Corps étranger

2016

France / Tunisie

1h32

de Raja Amari.

avec Hiam Abbass (Madame Bertaud), Sara Hanachi (Samia), Salim Kechiouche (Imed), Marc Brunet (Jacques), Majd Mastoura...


À son arrivée en France, Samia est hébergée chez Imed, un ami de son frère. Alors qu’elle cherche à trouver son indépendance et sa liberté, elle rencontre Madame Bertaud, une femme aisée récemment veuve qui l’embauche pour faire un peu d’ordre dans ses affaires. L’une envers l’autre, les deux femmes vont trouver le soutien qui leur manquait et se rapprocher.

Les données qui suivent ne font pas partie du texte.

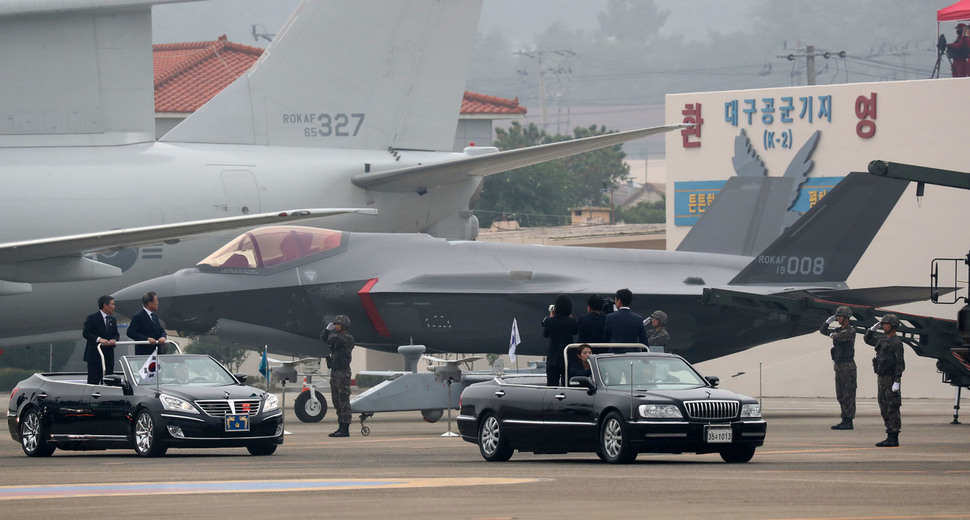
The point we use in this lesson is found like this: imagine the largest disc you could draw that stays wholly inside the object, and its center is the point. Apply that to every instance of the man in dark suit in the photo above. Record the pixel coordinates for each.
(100, 329)
(145, 326)
(624, 325)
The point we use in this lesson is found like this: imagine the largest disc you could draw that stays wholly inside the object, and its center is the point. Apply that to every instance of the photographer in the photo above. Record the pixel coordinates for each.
(958, 51)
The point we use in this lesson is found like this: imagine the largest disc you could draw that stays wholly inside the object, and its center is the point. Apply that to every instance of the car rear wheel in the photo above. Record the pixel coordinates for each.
(146, 435)
(261, 449)
(308, 411)
(491, 440)
(615, 446)
(33, 435)
(737, 454)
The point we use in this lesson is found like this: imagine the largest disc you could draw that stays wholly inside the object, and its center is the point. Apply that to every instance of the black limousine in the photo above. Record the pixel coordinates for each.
(630, 403)
(191, 402)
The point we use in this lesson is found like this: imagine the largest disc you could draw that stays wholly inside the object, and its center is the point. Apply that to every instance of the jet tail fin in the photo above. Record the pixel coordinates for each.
(826, 243)
(358, 75)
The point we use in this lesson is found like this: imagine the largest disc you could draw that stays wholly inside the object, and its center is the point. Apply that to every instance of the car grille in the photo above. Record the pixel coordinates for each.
(712, 409)
(223, 407)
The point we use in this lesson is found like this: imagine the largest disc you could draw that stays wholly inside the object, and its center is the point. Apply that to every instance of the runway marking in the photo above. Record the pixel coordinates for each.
(243, 486)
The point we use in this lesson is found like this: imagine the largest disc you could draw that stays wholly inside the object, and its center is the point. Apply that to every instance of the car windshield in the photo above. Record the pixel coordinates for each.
(648, 373)
(181, 370)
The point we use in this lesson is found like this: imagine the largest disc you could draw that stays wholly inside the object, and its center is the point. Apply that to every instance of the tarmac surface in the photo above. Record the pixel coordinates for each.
(405, 469)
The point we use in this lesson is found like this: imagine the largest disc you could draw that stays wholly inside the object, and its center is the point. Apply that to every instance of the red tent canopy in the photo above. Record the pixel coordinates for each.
(957, 11)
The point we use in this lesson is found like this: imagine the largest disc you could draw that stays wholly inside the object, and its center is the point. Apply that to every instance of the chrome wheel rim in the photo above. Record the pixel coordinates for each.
(144, 433)
(612, 438)
(30, 432)
(490, 434)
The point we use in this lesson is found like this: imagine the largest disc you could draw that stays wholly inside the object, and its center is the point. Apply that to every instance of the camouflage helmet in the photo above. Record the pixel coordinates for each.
(891, 319)
(342, 319)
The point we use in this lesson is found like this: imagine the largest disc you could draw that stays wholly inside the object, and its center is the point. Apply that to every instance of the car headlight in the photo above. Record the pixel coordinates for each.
(175, 404)
(750, 410)
(660, 411)
(272, 403)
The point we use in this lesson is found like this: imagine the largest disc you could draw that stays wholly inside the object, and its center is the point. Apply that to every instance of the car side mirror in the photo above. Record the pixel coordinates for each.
(582, 381)
(113, 380)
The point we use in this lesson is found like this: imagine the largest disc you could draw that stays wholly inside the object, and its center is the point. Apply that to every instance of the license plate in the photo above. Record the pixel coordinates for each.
(237, 423)
(717, 434)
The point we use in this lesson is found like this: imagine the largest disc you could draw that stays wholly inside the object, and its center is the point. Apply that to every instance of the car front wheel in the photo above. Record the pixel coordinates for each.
(33, 435)
(737, 454)
(308, 411)
(146, 435)
(491, 440)
(615, 445)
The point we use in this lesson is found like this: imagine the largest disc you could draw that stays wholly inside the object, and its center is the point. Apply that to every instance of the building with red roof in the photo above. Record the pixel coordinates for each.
(189, 74)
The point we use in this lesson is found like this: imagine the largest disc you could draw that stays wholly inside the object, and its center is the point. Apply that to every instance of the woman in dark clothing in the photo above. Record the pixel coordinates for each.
(560, 328)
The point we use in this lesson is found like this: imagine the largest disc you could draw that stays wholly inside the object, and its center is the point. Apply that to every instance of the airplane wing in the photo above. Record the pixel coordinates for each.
(43, 260)
(480, 163)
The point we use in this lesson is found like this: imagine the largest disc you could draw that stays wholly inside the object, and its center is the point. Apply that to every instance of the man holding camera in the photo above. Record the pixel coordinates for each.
(958, 51)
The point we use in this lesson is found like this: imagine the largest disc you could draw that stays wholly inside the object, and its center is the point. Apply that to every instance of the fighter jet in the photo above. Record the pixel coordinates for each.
(353, 105)
(283, 284)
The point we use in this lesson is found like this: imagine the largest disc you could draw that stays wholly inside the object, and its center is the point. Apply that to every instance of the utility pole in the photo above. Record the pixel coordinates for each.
(809, 56)
(539, 55)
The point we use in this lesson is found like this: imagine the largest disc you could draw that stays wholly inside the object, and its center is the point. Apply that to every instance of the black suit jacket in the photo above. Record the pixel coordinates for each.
(141, 328)
(624, 326)
(94, 328)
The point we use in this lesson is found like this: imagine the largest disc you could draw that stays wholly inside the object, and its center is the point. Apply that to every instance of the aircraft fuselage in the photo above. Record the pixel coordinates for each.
(62, 191)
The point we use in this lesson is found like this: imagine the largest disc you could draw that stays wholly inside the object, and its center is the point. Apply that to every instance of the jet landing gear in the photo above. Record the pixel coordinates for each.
(310, 405)
(365, 430)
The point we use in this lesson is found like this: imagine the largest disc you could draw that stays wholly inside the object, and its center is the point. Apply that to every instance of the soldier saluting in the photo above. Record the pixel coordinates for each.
(341, 345)
(889, 367)
(843, 357)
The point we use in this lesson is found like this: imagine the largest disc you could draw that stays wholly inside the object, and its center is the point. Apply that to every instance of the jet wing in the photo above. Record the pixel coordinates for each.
(425, 176)
(61, 257)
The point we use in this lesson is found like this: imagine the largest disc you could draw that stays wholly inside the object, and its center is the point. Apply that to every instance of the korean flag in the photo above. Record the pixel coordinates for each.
(150, 368)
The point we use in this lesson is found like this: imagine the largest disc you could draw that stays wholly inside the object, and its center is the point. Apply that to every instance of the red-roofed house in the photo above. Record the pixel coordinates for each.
(189, 74)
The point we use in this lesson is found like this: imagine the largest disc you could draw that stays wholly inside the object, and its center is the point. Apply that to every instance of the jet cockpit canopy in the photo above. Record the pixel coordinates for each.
(274, 245)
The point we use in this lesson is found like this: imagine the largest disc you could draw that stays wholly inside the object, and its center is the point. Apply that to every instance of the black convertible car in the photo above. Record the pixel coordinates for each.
(192, 402)
(631, 403)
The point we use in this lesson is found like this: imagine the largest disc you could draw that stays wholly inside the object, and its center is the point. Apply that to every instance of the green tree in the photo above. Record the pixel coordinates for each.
(541, 195)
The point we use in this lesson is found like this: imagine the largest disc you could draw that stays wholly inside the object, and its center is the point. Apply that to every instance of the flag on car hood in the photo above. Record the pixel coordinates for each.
(150, 368)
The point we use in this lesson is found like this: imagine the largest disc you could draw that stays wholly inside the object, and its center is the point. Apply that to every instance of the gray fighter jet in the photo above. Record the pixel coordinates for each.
(281, 285)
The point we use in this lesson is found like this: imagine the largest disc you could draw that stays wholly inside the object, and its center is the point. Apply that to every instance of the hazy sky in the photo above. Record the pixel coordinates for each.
(520, 20)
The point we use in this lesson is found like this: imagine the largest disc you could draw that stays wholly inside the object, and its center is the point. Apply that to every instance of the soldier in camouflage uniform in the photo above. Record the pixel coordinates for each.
(843, 355)
(889, 367)
(341, 344)
(656, 326)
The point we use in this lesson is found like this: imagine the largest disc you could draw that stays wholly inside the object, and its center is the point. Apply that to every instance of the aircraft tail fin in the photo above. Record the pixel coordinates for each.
(746, 216)
(359, 75)
(826, 243)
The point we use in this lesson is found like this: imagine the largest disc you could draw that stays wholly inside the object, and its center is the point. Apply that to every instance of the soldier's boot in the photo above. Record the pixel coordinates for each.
(846, 424)
(892, 440)
(343, 430)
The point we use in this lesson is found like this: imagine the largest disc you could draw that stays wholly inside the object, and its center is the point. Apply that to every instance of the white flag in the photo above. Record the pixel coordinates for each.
(150, 368)
(514, 340)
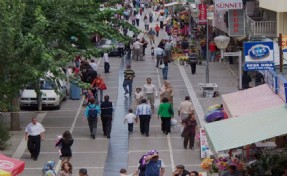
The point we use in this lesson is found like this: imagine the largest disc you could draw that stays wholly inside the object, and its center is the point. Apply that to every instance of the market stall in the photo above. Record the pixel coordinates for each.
(10, 166)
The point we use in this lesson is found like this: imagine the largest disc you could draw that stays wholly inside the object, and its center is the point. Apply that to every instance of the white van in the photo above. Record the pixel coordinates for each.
(49, 96)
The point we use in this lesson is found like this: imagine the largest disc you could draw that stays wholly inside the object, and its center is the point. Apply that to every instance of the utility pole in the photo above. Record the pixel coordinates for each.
(280, 52)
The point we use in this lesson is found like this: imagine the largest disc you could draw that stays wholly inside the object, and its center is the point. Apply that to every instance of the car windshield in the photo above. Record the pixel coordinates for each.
(44, 85)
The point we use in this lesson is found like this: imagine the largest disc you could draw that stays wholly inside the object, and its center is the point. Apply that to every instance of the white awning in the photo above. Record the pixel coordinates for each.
(251, 100)
(241, 131)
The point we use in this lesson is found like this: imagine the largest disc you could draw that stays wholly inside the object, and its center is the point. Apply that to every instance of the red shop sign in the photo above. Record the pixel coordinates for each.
(202, 17)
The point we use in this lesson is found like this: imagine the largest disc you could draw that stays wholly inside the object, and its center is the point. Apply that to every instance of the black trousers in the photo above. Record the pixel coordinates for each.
(107, 124)
(107, 67)
(144, 124)
(188, 138)
(131, 127)
(34, 145)
(93, 123)
(193, 67)
(165, 124)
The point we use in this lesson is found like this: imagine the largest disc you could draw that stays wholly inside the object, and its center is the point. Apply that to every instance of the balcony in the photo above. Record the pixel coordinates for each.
(257, 27)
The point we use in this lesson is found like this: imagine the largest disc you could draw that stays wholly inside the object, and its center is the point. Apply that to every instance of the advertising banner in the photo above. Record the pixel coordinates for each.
(258, 56)
(236, 23)
(202, 17)
(228, 4)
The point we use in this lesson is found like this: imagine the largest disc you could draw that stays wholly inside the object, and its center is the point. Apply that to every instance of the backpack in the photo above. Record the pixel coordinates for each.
(48, 168)
(93, 112)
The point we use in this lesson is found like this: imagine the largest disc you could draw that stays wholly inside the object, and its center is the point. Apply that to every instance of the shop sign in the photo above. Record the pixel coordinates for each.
(284, 43)
(282, 88)
(258, 56)
(202, 17)
(236, 23)
(228, 4)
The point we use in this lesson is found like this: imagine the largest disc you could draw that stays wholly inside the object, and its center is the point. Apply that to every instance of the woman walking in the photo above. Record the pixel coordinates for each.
(167, 91)
(65, 143)
(66, 169)
(189, 131)
(165, 112)
(99, 86)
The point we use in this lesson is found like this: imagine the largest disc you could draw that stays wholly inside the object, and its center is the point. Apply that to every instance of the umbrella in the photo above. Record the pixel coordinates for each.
(214, 116)
(10, 166)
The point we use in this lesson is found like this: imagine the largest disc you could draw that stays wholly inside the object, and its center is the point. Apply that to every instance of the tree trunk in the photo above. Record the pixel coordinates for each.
(39, 95)
(15, 118)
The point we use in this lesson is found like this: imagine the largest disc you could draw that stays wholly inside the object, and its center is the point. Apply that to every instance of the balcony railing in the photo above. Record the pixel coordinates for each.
(256, 27)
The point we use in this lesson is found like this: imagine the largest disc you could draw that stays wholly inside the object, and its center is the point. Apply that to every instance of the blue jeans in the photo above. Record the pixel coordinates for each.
(128, 83)
(164, 72)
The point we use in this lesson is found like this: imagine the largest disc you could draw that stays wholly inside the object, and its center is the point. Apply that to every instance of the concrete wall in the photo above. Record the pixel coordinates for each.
(274, 5)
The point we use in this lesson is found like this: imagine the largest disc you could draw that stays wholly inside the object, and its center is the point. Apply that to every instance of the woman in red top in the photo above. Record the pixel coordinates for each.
(98, 85)
(157, 28)
(212, 50)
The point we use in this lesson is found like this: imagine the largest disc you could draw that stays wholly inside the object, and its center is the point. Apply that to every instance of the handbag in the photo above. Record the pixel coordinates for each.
(103, 87)
(170, 110)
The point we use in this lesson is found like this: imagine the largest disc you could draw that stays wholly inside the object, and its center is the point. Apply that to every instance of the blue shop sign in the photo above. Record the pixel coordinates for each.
(258, 55)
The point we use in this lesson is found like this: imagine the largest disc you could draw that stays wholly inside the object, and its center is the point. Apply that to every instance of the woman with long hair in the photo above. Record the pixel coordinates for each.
(65, 144)
(189, 131)
(165, 112)
(66, 169)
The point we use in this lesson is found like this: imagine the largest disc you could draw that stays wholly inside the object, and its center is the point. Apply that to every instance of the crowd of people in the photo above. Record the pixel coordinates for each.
(144, 98)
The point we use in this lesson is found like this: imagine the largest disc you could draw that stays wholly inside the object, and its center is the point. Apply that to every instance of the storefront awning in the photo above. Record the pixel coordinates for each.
(241, 131)
(251, 100)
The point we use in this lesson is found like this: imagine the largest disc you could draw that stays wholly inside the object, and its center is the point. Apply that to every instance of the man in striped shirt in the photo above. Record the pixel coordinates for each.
(143, 112)
(129, 75)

Cette relation ambigüe va troubler Imed, déchiré entre son orthodoxie religieuse et son désir de liberté...


La petite histoire

 Corps étranger mélange à la fois l’universel (la condition des immigrés) et l’intime (la naissance et la circulation du désir chez les êtres humains). Raja Amari souhaitait depuis longtemps faire un film sur l’immigration. La réalisatrice se rappelle :
"Il y a longtemps que je souhaitais faire un film sur l’immigration. Je voulais un scénario fort, qui sorte des sentiers battus. J’ai réalisé que, sous peine de misère durable et d’asphyxie, quelqu’un qui émigre est tenu de se lancer à la conquête géographique et sociale du pays où il s’installe. J’ai alors eu l’idée de mettre au centre de mon film un clandestin placé, comme ses semblables, dans cette situation d’être contraint à une « implantation » territoriale (obtention de papiers, quête d’un travail, recherche d’amis, etc..), mais qui, parallèlement, choisirait en toute liberté d’aller à la découverte d’autres contrées jusque-là inconnues de lui, qui sont celles de la sensualité, des désirs et des pulsions sexuelles. Après des années de maturation, le personnage de Samia s’est imposé. Je lui ai créé un passé trouble - un frère islamiste qu’elle a fui après l’avoir dénoncé et dont elle a toujours une peur plus ou moins diffuse - et je l’ai entourée de deux autres personnages."